Tamerlan had come under scrutiny from the FBI, the CIA and Russian intelligence well before the Boston attack. The CIA had added Tamerlan's name to a terrorist database 18 months ago, after Russian intelligence flagged him as a possible Muslim radical, said officials close to the investigation who spoke on condition of anonymity because they were not authorized to discuss the case publicly.
That disclosure is certain to raise questions on Capitol Hill over the Obama administration missed an opportunity to thwart the Boston attack.
Kelly, citing interrogations carried out by the task force investigating the Boston Marathon attack, said that days after the bombing, the Tsarnaev brothers "planned to travel to Manhattan to detonate their remaining explosives in Times Square,"
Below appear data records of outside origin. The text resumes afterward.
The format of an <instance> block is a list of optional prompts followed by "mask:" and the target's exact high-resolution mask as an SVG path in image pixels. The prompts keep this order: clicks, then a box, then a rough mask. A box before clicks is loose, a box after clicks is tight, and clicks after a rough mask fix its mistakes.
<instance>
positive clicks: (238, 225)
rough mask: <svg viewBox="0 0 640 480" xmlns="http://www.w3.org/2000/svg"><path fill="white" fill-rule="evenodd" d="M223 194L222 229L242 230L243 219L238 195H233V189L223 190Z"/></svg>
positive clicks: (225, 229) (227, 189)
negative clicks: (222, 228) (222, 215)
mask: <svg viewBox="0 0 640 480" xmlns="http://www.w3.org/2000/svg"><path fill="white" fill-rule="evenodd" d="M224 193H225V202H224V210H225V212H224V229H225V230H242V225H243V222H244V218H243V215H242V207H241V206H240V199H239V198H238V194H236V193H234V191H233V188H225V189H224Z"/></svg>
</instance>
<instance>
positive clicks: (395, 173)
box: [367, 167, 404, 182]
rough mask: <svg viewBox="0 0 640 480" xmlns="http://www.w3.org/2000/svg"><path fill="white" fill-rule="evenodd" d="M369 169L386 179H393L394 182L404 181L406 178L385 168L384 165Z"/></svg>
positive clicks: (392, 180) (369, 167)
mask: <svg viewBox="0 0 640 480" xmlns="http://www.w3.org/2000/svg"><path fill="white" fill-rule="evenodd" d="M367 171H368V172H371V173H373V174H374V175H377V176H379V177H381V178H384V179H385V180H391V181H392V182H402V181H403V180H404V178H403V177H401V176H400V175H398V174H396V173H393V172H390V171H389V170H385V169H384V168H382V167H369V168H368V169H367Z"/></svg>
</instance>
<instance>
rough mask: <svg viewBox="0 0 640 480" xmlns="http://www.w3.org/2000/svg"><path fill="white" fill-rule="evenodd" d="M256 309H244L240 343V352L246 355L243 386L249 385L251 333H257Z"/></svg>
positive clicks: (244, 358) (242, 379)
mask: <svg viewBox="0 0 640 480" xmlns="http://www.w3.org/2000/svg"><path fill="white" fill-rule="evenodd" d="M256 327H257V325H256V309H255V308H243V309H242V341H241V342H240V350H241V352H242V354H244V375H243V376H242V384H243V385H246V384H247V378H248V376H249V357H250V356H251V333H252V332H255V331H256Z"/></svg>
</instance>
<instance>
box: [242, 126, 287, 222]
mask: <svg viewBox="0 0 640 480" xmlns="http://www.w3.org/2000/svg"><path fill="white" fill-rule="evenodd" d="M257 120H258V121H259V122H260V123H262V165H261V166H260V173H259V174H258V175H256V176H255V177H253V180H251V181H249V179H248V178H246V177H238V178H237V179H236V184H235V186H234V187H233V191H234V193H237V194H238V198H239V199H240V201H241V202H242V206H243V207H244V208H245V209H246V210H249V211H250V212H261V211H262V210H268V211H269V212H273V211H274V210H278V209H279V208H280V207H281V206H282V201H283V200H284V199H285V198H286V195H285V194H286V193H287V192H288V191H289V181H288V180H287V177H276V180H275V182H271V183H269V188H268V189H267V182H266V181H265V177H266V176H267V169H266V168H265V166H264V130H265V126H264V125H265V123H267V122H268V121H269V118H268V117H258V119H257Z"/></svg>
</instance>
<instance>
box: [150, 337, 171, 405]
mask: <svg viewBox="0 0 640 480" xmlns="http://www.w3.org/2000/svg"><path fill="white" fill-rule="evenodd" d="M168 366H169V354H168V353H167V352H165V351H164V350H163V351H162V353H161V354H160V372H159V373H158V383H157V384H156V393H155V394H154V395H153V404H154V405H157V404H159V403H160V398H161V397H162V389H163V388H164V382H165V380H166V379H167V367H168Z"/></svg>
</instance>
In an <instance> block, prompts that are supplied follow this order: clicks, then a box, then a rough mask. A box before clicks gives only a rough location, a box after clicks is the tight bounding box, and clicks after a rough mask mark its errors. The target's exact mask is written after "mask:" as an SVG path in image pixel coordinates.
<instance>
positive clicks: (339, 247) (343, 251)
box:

"They discussed this while driving around in a Mercedes SUV that they hijacked after they shot and killed the officer at MIT," the police commissioner said. "That plan, however, fell apart when they realized that the vehicle they hijacked was low on gas and ordered the driver to stop at a nearby gas station."
The driver escaped and called police, Kelly said. That set off the gunbattle and manhunt that ended a day later with Dzhokhar captured and 26-year-old Tamerlan dead.
The suspects' father said Thursday that he is leaving Russia for the United States in the next day or two, but their mother said she was still thinking it over.
Anzor Tsarnaev has expressed a desire to go to the U.S. to find out what happened with his sons, defend his hospitalized son and, if possible, bring his older son's body back to Russia for burial.
Their mother, Zubeidat Tsarnaeva, who was charged with shoplifting in the U.S. last summer, said she has been assured by lawyers that she would not be arrested, but was still deciding whether to go.